We are using ChromaDB to store and manage our computed embeddings. For demo purpose, a temporary directory is initialized for persistent storage, and a ChromaDB client is created along with a collection named “sample_embeddings” to hold the embeddings, associated metadata, and document texts.

import tempfile
import chromadb
from sentence_transformers import SentenceTransformer

# Create a temporary directory
temp_dir = tempfile.TemporaryDirectory()
temp_chroma_db_path = temp_dir.name  # This is the path for ChromaDB storage

# Initialize ChromaDB client
chroma_client = chromadb.PersistentClient(path=temp_chroma_db_path)  # Change path as needed
collection = chroma_client.get_or_create_collection(name="sample_embeddings")
# Store embeddings in ChromaDB
collection.add(
    ids=[chunk["id"] for chunk in all_chunks],
    embeddings=embeddings.tolist(),
    metadatas=[chunk["metadata"] for chunk in all_chunks],
    documents=chunk_texts
)

print("Embeddings stored in ChromaDB.")

Embedding Search with Chroma#

we perform a search for relevant document embeddings stored in ChromaDB. By generating an embedding for a given text query, we can identify and retrieve the most similar documents from the collection, along with their metadata and similarity scores.

from pprint import pprint
# Define your text query
query_text = "how to submit anyscale jobs"

# Generate the embedding for the query text
query_embedding = embed_model.encode(query_text).tolist()
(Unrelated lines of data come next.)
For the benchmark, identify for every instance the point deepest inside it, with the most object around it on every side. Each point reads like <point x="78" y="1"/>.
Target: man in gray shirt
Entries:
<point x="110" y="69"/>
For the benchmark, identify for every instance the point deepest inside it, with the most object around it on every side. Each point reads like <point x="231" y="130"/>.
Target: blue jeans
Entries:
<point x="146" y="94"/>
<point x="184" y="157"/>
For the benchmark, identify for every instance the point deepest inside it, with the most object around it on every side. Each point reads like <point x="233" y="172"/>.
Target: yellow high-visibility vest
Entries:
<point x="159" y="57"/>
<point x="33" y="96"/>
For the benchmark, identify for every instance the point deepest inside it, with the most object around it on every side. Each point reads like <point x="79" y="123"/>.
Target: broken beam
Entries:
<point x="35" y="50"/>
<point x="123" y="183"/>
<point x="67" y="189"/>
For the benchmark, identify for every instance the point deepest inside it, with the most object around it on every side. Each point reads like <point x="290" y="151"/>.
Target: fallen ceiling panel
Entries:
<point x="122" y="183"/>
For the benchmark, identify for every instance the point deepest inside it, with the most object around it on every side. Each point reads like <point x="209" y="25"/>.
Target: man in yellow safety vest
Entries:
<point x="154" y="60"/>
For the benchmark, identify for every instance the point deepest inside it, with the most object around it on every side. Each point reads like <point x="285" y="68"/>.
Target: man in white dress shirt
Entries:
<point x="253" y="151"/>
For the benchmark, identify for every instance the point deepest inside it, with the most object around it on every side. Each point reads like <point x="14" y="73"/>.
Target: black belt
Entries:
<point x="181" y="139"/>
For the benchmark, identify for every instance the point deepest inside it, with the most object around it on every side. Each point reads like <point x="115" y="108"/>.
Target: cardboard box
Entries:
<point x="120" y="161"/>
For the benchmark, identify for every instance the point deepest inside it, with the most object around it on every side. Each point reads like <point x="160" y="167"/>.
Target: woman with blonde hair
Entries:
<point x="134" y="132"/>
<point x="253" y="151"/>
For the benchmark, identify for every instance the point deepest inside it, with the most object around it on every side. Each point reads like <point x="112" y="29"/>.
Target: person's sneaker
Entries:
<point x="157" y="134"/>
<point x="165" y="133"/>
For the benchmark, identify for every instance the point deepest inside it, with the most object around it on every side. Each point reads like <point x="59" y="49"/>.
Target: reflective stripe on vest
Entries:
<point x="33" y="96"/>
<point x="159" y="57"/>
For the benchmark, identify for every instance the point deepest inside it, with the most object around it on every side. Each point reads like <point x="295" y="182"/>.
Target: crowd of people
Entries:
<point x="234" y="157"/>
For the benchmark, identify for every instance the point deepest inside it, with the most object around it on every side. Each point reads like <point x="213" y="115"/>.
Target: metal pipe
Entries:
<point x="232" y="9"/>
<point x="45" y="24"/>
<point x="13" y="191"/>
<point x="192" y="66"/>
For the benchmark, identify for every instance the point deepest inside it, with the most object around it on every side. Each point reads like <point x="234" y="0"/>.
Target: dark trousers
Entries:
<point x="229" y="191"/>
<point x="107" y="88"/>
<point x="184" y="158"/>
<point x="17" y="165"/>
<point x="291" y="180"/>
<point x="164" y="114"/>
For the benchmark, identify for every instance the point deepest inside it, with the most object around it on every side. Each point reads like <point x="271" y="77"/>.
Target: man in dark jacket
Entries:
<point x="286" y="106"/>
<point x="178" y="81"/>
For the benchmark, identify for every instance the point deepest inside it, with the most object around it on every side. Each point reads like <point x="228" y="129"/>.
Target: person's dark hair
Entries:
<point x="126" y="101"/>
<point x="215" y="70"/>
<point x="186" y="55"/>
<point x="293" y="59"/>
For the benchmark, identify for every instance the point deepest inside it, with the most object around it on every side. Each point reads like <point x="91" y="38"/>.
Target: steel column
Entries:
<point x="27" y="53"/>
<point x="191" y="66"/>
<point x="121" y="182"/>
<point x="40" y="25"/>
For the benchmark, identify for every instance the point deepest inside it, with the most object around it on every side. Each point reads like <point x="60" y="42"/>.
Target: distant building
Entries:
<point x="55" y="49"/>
# Query the collection for the top 3 most similar documents.
# The 'include' parameter lets you retrieve documents, metadatas, and distances.
results = collection.query(
    query_embeddings=[query_embedding],
    n_results=3,
    include=["documents", "metadatas", "distances"]
)

# Print the retrieval results
print("Query Results:")
pprint(results)

Reformat Chroma Search Results#

The embedding search results returned from Chroma are not intuitive, so let’s reformat them:

from pprint import pprint
def reformat(chroma_results: dict) -> list:
    """
    Reformat chroma db results to a list of search items containing:
    - chunk_id
    - chunk_index
    - doc_id
    - page_number
    - source
    - text (from documents)
    - distance
    - score

    Parameters:
        chroma_results (dict): The raw results from the Chroma DB query.

    Returns:
        list: A list of dictionaries with the desired keys.
    """
    reformatted = []
    
    # Get the lists from the results. They are expected to be lists of lists.
    metadatas = chroma_results.get("metadatas", [])
    documents = chroma_results.get("documents", [])
    distances = chroma_results.get("distances", [])
    
    # Loop over each group (each inner list represents one set of matches)
    chunk_index = 1
    for meta_group, doc_group, distance_group in zip(metadatas, documents, distances):
        # Iterate over each item in the inner lists
        for meta, text, distance in zip(meta_group, doc_group, distance_group):
            item = {
                "chunk_index": chunk_index,
                "chunk_id": meta.get("chunk_id"),
                "doc_id": meta.get("doc_id"),
                "page_number": meta.get("page_number"),
                "source": meta.get("source"),
                "text": text,
                "distance": distance,
                "score": 1 - distance
            }
            reformatted.append(item)
            chunk_index += 1
    
    return reformatted


print("refromat Results:")
pprint(reformat(results))

Why it’s not scalable#

The current regular RAG document ingestion approach processes documents sequentially, without utilizing parallelization. This lack of parallel processing creates a bottleneck when managing large volumes of data. Without distributed processing, scaling to thousands of documents — each potentially containing dozens or even hundreds of pages — can quickly overwhelm the resources of a single machine.

Moreover, embedding all text chunks in a single operation can result in substantial memory constraints and cause performance degradation, further exacerbating the issue.

In the next notebook, we will demonstrate how to leverage RayData to build a scalable document ingestion pipeline. By utilizing Ray’s distributed computing capabilities, we can significantly improve processing efficiency, reduce bottlenecks, and enable seamless scaling for large-scale document ingestion.